The Academic Cost of Juvenile Incarceration: Evidence from Regression Discontinuity and Instrumental Variable Analyses
*Names in bold indicate Presenter
Two statistical estimation methods are used – a regression discontinuity design and an instrumental variable model – to estimate the causal effect of incarceration on the educational outcomes of youth. Both designs offer advantages and disadvantages in overcoming the systematic differences between youth who are incarcerated and those who receive community dispositions. The DOP’s use of a risk assessment tool and cutoff points for disposition recommendations creates an ideal opportunity to employ a regression discontinuity design, which compares a narrow band of youth with asset scores on either side of the cutoff point used to recommend placement. Youth on either side of the cutoff points have very similar risk assessment scores, but receive different recommendations from the DOP, providing an estimate of the impact of the recommendation on future educational outcomes.

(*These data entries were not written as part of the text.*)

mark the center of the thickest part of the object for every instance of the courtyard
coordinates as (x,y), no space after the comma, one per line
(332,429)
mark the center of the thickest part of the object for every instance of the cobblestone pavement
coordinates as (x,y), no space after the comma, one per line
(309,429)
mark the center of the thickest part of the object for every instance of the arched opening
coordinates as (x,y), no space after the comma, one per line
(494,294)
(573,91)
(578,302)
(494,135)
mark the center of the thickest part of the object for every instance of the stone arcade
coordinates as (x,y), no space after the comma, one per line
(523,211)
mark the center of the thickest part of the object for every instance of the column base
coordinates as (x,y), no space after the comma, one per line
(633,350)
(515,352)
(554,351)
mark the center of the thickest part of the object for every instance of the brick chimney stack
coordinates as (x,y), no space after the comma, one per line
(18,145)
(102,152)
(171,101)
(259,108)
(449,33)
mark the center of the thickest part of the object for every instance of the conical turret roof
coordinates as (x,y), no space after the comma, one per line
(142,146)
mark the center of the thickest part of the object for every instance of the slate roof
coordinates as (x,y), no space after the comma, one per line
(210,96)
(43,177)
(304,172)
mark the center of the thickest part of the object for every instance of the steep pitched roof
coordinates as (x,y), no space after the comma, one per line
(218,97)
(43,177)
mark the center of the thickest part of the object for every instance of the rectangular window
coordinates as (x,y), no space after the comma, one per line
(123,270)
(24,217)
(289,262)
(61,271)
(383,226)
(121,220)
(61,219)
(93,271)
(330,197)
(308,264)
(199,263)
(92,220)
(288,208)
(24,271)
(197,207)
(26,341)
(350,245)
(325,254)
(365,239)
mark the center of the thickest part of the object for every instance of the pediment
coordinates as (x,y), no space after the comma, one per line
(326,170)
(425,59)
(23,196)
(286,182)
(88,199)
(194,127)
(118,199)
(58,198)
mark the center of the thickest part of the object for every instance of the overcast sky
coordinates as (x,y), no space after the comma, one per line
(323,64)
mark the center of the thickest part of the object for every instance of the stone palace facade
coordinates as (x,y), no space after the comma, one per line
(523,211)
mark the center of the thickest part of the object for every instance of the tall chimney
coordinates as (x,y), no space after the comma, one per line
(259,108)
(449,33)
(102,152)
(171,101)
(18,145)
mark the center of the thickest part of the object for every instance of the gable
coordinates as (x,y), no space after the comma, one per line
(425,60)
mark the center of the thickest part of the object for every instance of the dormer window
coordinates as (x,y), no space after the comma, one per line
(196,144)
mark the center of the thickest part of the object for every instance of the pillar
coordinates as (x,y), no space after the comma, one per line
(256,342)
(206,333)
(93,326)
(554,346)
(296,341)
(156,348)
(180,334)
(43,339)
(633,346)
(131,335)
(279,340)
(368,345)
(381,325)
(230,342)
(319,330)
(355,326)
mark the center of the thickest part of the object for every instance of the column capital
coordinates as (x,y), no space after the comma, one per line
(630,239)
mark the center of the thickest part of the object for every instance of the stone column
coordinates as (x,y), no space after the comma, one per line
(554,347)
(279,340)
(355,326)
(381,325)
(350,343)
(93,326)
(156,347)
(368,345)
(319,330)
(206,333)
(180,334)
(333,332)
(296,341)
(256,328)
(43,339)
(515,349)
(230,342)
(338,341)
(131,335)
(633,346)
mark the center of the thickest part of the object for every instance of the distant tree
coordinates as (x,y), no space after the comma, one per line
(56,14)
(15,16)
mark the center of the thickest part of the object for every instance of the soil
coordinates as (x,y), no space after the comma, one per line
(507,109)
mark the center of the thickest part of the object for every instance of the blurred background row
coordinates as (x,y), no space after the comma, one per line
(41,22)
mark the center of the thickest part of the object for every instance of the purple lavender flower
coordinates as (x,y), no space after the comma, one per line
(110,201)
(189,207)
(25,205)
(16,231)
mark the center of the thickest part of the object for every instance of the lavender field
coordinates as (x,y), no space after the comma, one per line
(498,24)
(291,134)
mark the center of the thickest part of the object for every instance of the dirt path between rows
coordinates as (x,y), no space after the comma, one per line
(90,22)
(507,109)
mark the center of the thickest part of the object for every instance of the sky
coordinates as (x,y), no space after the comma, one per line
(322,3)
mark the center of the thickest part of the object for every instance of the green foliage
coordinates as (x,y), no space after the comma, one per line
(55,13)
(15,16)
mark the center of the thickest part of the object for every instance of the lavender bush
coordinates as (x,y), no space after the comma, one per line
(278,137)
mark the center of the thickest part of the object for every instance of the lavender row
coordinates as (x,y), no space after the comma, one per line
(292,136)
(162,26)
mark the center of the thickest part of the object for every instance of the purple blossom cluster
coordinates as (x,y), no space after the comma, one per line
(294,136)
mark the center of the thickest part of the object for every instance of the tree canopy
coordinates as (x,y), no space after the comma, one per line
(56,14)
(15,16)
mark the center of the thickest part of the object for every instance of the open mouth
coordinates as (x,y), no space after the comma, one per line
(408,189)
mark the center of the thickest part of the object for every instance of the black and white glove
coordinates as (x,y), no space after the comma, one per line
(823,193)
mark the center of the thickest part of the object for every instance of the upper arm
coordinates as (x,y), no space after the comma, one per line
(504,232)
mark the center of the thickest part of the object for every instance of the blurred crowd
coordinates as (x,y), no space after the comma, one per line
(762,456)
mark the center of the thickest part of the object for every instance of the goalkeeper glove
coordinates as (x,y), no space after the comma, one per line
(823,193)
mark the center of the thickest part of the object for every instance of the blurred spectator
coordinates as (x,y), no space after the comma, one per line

While the regression discontinuity design offers strong internal validity, the analyses are limited to observations within the narrow bands around the cutoff points, thereby omitting many of the youth in the dataset. The tradeoff is particularly salient in this analysis, when the sample is already limited to those observations with measured outcomes. An alternative estimation strategy leverages the seemingly random assignment of cases to family court judges. Because judges have differing proclivities for sending juveniles to prison, the assignment to a judge gives an individual youth a probability of being incarcerated that is not related to his/her characteristics or case. As a result, the judge’s placement rate is a strong instrument for an incarceration disposition in the model of the impact of incarceration on educational outcomes. Results across both estimators show that juvenile incarceration sentences decrease academic effort and attendance and increase risk of school dropout.